Kocam bu sabah, "Ne kadar kırılgan olduğunu anladığını sanmıyorum," dedi. Boş karton dondurma ile ilgisi olmayan bir şey için ona saldırdım. Gülünç derecede küçük bir zaman diliminde yapacak çok şeyim var ve bu gerilim (küçük bir yuvadaki birçok şey, bir kahve fincanına 100 golf topu atmak gibi) semptomlara neden olmaya başlıyor.

"Diyet ve egzersiz konusunda harikasın," dedi. Ancak stres, ne yediğiniz ve egzersiz yaptığınız kadar önemlidir. Bu yüzden şekeri ortadan kaldırıp bir dizi projeyi üstlenmek mantıklı değil. "

Bu şeyleri işimin bir parçası olarak araştırdığım için, haklı olduğunu biliyorum. Kronik stres altındaysanız ruh halinizi esnek tutmak pratikte imkansız olabilir çünkü beyninizin hipokampus kısmı ile amigdala (endişe merkezi) arasındaki bağlantıyı arttırır, hafıza tutmanızı bozar, kortizol üretiminizi etkiler (bunu zorlaştırır) daha fazla stresle başa çıkmanız) ve bağışıklık sisteminizi zayıflatır.

Arkadaşım Bob Wicks, yazarı Ejderhaya Binmek, benimle bir Zen sözünü paylaştı: "Gerçekle yüzleş ve istenmeyen değişim gerçekleşecek."

Bunu, hiçbir sınırlama olmaması gerektiğini iddia eden gün batımı fonlu tüm alıntılardan çok daha iyi seviyorum.

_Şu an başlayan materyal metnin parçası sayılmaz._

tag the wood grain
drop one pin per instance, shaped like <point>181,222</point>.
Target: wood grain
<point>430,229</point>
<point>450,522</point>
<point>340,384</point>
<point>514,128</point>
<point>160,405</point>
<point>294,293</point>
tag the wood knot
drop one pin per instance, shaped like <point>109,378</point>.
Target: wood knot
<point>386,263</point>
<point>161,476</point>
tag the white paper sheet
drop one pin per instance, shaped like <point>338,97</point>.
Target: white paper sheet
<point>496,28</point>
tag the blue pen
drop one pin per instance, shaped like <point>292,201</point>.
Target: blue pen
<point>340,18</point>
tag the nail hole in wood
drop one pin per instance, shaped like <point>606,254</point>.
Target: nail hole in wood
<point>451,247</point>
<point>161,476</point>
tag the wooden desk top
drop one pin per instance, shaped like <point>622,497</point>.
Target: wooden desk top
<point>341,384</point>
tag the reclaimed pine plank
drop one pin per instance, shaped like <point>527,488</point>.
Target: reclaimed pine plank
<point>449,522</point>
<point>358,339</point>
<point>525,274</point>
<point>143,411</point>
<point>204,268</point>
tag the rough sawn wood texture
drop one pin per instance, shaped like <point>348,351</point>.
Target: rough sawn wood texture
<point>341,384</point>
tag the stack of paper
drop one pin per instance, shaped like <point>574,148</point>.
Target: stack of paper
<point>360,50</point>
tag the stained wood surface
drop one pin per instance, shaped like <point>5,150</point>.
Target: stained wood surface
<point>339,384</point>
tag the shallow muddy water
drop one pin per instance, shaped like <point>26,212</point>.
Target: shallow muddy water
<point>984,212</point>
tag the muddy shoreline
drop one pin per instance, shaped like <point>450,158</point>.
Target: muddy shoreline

Bu yıl başka bir arıza yaşamak istemiyorum. Bir grup başka kağıt cübbenin uzaktan kumanda için kavga ettiği bir odada kağıt bornoz giyip plastik tavuk yememeyi çok isterim. Bir düzeyde (bilinçli olmasa bile) sağlığımı sahip olduğum her şeyle korumam gerektiğini biliyorum. Bu yüzden bugün, sınırlarımı bu şekilde kabul ettim ve geçen hafta tanıştığım bir davranışsal sağlık programının yönetici direktörüne, diğer projelerimden bazılarını bitirene kadar ortak bir inanç temelli çabayı sürdürüp sürdürmeyeceğimizi sordum. Sonra, 40 çok satan yazarın yer aldığı bir antolojide bir makaleye katkıda bulunma fırsatını reddettim.

Sanırım artık her şeyin mümkün olduğuna inanmıyorum. Kronik depresyonlu insanlar için değil.

Bilgeliğin sınırlarınızı bilmek ve onların içinde yaşamakla geldiğine inanıyorum.

Yeni depresyon topluluğu Project Beyond Blue'daki sohbete devam edin.

Yetenekli Anya Getter'ın eseri.

İlk olarak Günlük Sağlıkta Sanity Break'te yayınlandı.